POLICE say they have not yet found any "identifiable human remains" as their search for the last Moors Murder victim continues this weekend.

News broke yesterday afternoon that officers were digging in part of the moorland, just off the remote A635 'Isle of Skye' road near the border between West Yorkshire and Greater Manchester, after a skull - reported by the Daily Mail to be that of a 12-year-old child - was found.

Greater Manchester Police (GMP) confirmed at 1.44pm on Friday that it has launched an investigation following a tip off the previous day from an author researching the murder of Keith Bennett.

Bennett, who was a 12-year-old, was a victim of the Moors murders - carried out by Ian Brady and Myra Hindley in the sixties.

News and Star: Yesterday saw a police forensic tent that looks to have been lowered on Saddleworth Moor and police officers and other emergency personnel on the Moors. Pictures: Telegraph & ArgusYesterday saw a police forensic tent that looks to have been lowered on Saddleworth Moor and police officers and other emergency personnel on the Moors. Pictures: Telegraph & Argus (Image: Newsquest)

In a statement issued at 3pm on Saturday, GMP Force Review Officer Cheryl Hughes insisted the excavation continues.

She said: “Following information received which indicated that potential human remains had been found on the Moors, specialist officers have today (October 1) resumed excavation of a site identified to us.

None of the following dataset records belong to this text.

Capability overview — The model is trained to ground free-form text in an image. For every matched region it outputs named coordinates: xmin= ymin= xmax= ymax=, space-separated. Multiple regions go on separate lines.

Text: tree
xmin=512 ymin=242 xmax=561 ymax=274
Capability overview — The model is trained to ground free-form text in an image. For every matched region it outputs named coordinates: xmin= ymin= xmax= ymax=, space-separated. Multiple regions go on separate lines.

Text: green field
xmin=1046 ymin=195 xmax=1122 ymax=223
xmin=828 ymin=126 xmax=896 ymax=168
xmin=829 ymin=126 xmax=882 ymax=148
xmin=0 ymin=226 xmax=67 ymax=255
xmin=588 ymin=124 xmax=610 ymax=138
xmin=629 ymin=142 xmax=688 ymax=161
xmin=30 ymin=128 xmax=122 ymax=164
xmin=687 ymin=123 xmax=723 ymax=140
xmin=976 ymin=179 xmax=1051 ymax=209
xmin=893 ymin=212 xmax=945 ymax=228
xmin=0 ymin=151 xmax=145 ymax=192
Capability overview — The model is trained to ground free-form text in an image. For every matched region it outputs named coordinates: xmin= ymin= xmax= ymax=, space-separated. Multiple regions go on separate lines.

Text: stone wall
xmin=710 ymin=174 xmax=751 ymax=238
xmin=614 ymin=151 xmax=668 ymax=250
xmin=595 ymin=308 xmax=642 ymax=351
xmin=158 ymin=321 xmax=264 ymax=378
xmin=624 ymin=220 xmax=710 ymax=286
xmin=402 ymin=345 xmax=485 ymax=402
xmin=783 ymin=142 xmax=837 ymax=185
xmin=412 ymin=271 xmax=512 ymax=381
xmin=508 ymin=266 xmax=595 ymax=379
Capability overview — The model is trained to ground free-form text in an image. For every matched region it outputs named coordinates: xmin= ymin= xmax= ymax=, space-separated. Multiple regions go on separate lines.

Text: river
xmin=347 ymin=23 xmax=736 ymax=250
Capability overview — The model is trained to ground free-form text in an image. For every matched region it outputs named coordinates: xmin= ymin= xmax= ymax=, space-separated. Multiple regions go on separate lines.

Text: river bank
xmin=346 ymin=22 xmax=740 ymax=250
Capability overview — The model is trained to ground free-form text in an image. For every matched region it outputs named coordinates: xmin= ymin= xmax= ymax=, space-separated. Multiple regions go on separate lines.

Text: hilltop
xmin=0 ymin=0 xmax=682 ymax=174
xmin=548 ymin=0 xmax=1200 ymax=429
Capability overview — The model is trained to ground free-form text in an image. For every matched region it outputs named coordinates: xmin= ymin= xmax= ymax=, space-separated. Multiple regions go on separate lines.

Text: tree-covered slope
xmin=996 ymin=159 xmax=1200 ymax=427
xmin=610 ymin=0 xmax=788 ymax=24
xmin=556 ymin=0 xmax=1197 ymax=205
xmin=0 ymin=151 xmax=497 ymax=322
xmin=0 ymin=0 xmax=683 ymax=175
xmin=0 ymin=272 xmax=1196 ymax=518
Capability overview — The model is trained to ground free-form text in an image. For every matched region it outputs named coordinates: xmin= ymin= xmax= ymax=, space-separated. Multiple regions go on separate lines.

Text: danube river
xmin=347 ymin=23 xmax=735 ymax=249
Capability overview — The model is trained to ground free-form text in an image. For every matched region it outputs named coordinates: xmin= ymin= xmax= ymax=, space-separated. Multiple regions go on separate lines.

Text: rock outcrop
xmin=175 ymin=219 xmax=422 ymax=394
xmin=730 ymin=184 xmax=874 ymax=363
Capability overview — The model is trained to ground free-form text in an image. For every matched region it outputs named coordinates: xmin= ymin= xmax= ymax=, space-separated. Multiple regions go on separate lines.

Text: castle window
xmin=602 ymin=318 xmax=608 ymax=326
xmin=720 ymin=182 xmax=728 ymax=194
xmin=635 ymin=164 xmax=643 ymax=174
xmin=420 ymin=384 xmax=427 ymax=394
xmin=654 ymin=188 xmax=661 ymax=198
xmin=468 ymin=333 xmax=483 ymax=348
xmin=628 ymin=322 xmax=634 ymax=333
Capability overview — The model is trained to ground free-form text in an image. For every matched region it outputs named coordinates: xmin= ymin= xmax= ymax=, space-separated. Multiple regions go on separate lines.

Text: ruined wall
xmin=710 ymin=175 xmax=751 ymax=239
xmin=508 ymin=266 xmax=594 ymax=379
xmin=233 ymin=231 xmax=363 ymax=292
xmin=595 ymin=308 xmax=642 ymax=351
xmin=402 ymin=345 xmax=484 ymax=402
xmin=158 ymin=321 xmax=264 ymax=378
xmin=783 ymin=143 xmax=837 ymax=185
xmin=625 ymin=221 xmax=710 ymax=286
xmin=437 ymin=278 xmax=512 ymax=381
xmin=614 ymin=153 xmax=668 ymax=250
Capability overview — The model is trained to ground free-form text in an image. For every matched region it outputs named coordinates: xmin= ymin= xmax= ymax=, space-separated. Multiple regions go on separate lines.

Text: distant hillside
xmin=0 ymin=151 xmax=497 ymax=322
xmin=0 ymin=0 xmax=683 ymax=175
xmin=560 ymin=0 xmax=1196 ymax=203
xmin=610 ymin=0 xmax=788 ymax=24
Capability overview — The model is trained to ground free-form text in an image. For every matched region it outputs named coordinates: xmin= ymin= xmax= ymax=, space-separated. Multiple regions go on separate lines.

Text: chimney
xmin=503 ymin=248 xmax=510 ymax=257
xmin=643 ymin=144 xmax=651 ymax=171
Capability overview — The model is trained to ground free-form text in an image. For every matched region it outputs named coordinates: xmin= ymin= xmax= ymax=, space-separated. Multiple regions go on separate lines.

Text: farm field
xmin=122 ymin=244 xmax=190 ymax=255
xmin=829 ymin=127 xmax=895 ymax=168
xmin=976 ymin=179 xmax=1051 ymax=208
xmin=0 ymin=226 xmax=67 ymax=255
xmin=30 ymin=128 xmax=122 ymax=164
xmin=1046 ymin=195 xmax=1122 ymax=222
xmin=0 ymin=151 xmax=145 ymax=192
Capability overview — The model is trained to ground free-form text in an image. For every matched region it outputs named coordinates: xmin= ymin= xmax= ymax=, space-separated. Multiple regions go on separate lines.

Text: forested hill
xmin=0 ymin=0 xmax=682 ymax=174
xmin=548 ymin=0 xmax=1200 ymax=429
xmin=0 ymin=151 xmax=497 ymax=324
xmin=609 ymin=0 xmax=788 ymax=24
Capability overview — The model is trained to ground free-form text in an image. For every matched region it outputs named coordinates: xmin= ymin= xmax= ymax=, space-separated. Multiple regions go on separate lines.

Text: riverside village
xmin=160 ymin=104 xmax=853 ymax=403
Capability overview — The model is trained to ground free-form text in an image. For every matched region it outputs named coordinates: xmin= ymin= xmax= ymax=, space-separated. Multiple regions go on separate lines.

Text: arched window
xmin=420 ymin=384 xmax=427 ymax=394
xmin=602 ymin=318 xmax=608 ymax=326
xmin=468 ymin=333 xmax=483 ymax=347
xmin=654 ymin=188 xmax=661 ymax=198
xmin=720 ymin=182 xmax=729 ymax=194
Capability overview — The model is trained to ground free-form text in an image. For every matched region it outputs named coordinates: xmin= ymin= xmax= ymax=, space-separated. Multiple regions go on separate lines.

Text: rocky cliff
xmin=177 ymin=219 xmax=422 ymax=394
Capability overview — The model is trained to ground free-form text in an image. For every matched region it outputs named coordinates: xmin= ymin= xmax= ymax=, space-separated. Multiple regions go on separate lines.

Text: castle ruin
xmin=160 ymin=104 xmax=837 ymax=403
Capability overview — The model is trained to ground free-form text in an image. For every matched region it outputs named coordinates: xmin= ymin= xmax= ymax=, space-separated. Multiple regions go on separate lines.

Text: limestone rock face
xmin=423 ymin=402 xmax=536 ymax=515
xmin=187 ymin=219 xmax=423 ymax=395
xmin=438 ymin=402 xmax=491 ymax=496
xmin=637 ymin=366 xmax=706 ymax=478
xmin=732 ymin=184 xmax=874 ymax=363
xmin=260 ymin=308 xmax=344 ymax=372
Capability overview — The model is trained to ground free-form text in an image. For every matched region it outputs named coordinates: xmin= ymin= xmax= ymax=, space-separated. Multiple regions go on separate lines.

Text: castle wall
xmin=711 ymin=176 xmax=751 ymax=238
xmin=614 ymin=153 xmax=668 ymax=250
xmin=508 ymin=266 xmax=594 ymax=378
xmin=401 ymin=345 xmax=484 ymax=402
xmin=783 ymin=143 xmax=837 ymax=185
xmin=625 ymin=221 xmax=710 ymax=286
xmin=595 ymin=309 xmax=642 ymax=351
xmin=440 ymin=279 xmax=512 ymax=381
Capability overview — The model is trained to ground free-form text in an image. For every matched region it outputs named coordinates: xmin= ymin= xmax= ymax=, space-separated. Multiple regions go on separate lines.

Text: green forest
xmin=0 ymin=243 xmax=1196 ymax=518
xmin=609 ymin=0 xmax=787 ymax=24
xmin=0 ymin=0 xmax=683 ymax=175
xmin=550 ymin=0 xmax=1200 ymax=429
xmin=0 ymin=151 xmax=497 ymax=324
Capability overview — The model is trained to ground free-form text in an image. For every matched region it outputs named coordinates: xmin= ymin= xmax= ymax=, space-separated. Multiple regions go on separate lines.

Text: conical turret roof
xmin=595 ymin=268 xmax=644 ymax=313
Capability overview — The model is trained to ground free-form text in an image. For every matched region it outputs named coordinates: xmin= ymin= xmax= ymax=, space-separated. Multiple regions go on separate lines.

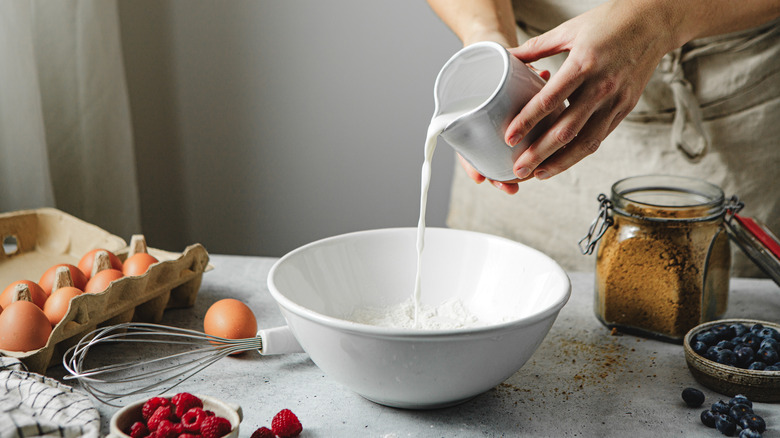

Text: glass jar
xmin=582 ymin=175 xmax=741 ymax=342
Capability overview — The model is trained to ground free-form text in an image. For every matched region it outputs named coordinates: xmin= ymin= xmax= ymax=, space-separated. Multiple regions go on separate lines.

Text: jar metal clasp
xmin=579 ymin=194 xmax=613 ymax=255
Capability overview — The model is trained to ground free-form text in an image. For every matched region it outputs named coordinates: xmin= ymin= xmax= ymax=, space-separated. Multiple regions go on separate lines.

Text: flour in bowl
xmin=349 ymin=297 xmax=486 ymax=330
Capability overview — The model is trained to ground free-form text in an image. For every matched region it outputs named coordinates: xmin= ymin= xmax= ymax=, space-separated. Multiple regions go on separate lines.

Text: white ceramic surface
xmin=267 ymin=227 xmax=571 ymax=409
xmin=433 ymin=41 xmax=563 ymax=182
xmin=109 ymin=393 xmax=242 ymax=438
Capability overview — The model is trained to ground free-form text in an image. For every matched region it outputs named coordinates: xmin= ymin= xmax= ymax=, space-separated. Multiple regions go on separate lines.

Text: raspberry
xmin=172 ymin=392 xmax=203 ymax=419
xmin=128 ymin=421 xmax=148 ymax=438
xmin=154 ymin=419 xmax=180 ymax=438
xmin=178 ymin=435 xmax=201 ymax=438
xmin=181 ymin=407 xmax=209 ymax=433
xmin=147 ymin=405 xmax=175 ymax=432
xmin=200 ymin=416 xmax=232 ymax=438
xmin=142 ymin=397 xmax=171 ymax=421
xmin=250 ymin=426 xmax=275 ymax=438
xmin=272 ymin=409 xmax=302 ymax=438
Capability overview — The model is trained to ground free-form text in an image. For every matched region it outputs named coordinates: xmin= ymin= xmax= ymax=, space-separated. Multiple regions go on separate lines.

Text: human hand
xmin=503 ymin=0 xmax=678 ymax=181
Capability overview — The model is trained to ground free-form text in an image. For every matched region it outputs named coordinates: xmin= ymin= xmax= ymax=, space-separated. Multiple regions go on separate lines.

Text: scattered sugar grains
xmin=349 ymin=298 xmax=489 ymax=329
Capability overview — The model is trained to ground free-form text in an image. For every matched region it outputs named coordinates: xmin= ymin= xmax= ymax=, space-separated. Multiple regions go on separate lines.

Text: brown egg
xmin=84 ymin=269 xmax=124 ymax=294
xmin=203 ymin=299 xmax=258 ymax=341
xmin=43 ymin=286 xmax=82 ymax=326
xmin=78 ymin=248 xmax=123 ymax=280
xmin=1 ymin=280 xmax=47 ymax=309
xmin=39 ymin=264 xmax=87 ymax=295
xmin=0 ymin=289 xmax=52 ymax=352
xmin=123 ymin=252 xmax=159 ymax=276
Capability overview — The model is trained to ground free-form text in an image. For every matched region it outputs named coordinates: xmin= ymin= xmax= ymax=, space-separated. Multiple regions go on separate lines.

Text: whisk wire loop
xmin=62 ymin=322 xmax=263 ymax=406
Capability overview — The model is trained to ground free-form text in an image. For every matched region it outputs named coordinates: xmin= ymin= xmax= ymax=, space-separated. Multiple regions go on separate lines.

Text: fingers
xmin=458 ymin=154 xmax=486 ymax=184
xmin=516 ymin=97 xmax=630 ymax=179
xmin=505 ymin=58 xmax=586 ymax=147
xmin=458 ymin=154 xmax=520 ymax=195
xmin=490 ymin=180 xmax=519 ymax=194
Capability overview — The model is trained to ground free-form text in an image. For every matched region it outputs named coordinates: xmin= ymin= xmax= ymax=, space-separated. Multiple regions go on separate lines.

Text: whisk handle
xmin=258 ymin=326 xmax=304 ymax=355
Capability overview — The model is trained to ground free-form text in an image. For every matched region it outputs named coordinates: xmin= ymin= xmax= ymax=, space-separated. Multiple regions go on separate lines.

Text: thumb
xmin=509 ymin=30 xmax=569 ymax=63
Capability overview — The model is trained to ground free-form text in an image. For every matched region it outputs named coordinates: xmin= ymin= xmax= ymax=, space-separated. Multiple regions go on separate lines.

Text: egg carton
xmin=0 ymin=208 xmax=210 ymax=374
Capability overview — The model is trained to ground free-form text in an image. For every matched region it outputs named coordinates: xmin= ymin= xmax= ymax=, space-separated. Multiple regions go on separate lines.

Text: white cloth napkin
xmin=0 ymin=358 xmax=99 ymax=438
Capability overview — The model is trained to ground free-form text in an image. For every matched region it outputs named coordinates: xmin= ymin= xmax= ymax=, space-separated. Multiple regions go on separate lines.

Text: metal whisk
xmin=62 ymin=322 xmax=301 ymax=406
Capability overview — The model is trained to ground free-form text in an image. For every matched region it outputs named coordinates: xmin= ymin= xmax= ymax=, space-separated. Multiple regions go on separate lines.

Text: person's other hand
xmin=505 ymin=0 xmax=676 ymax=181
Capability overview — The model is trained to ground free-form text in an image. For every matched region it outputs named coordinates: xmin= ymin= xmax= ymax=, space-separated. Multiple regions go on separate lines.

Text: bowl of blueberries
xmin=684 ymin=319 xmax=780 ymax=402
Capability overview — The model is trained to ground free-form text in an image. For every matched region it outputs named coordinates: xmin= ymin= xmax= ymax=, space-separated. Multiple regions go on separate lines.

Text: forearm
xmin=426 ymin=0 xmax=518 ymax=47
xmin=653 ymin=0 xmax=780 ymax=48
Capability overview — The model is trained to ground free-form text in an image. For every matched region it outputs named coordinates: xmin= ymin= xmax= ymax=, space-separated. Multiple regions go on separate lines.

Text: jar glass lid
xmin=724 ymin=214 xmax=780 ymax=287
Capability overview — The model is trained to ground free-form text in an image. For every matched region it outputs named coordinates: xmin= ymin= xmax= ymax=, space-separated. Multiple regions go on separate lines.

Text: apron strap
xmin=660 ymin=48 xmax=709 ymax=160
xmin=658 ymin=22 xmax=780 ymax=161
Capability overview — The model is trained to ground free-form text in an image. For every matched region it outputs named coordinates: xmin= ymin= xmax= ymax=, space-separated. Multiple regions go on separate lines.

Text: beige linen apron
xmin=447 ymin=2 xmax=780 ymax=277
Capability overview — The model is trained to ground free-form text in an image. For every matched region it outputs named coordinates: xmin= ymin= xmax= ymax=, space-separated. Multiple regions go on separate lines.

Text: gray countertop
xmin=50 ymin=254 xmax=780 ymax=437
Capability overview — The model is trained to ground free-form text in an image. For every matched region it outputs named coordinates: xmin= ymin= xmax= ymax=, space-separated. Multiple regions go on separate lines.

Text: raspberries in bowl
xmin=110 ymin=393 xmax=242 ymax=438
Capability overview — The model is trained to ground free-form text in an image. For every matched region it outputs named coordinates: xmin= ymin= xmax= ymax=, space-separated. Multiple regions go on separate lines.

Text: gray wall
xmin=117 ymin=0 xmax=461 ymax=257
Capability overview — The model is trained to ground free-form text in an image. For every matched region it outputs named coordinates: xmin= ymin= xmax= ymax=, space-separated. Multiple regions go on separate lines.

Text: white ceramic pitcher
xmin=433 ymin=41 xmax=562 ymax=182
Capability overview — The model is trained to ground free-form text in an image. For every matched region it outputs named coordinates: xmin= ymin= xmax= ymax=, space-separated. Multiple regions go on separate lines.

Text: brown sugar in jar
xmin=589 ymin=175 xmax=738 ymax=342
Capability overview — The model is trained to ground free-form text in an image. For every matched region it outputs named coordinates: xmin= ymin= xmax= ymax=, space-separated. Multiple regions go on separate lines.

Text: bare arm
xmin=427 ymin=0 xmax=780 ymax=191
xmin=427 ymin=0 xmax=518 ymax=47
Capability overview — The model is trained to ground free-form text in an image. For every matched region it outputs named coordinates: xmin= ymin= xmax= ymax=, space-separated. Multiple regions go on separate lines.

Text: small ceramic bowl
xmin=684 ymin=319 xmax=780 ymax=402
xmin=109 ymin=393 xmax=242 ymax=438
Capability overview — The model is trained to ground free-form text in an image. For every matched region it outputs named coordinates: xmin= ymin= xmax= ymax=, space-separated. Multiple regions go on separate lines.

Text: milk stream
xmin=413 ymin=99 xmax=483 ymax=327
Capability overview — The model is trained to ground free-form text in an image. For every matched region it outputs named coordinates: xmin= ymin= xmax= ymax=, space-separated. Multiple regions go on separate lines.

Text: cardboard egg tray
xmin=0 ymin=208 xmax=210 ymax=374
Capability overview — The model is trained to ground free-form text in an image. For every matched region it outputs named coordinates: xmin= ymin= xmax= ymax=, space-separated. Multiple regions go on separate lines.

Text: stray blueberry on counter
xmin=716 ymin=415 xmax=738 ymax=436
xmin=682 ymin=387 xmax=706 ymax=407
xmin=739 ymin=414 xmax=766 ymax=433
xmin=729 ymin=395 xmax=752 ymax=408
xmin=702 ymin=410 xmax=718 ymax=428
xmin=711 ymin=400 xmax=731 ymax=415
xmin=729 ymin=404 xmax=753 ymax=422
xmin=738 ymin=429 xmax=762 ymax=438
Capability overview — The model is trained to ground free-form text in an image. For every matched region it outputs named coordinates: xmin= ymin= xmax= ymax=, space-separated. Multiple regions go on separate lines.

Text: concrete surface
xmin=49 ymin=254 xmax=780 ymax=437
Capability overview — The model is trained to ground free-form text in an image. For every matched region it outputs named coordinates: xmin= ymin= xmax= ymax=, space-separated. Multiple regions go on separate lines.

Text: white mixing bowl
xmin=267 ymin=227 xmax=571 ymax=409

“This information included photographs of the site and show what experts working with the informant have interpreted as a human jaw bone. No physical evidence of a jaw bone or skull has been examined.

“However, based on the photographs and information provided, and in line with GMP’s usual practice to follow-up any suggestion of human burial, we began our search of the site of interest.

“We have not found any identifiable human remains but our work to excavate the site is continuing. 

“Conditions are difficult and it may take us some time to fully complete the excavation but we are committed to ensuring this is undertaken in the most thorough way possible.”

Bennett is the only victim who has never been found, as Brady and Hindley never revealed where he was buried.

The 12-year-old was last seen on June 16, 1964, when he left his family home to stay with his grandmother.

The Telegraph & Argus visited the site on Friday and spotted a forensic tent in the middle of the wilderness as well as several police cars in the parking spot just off the main road.

But when the T&A's photographer went to the scene in the evening, the tent was being lowered, although it was still kept in place.

Brady and Hindley murdered five children between July 1963 and October 1965 and extensive searches of the Moors led to the bodies of Pauline Reade, 16, John Kilbride, 12 and Lesley Ann Downey, 10, being found.

However, Bennett was not found and searches for him stalled following the death of Brady in 2017.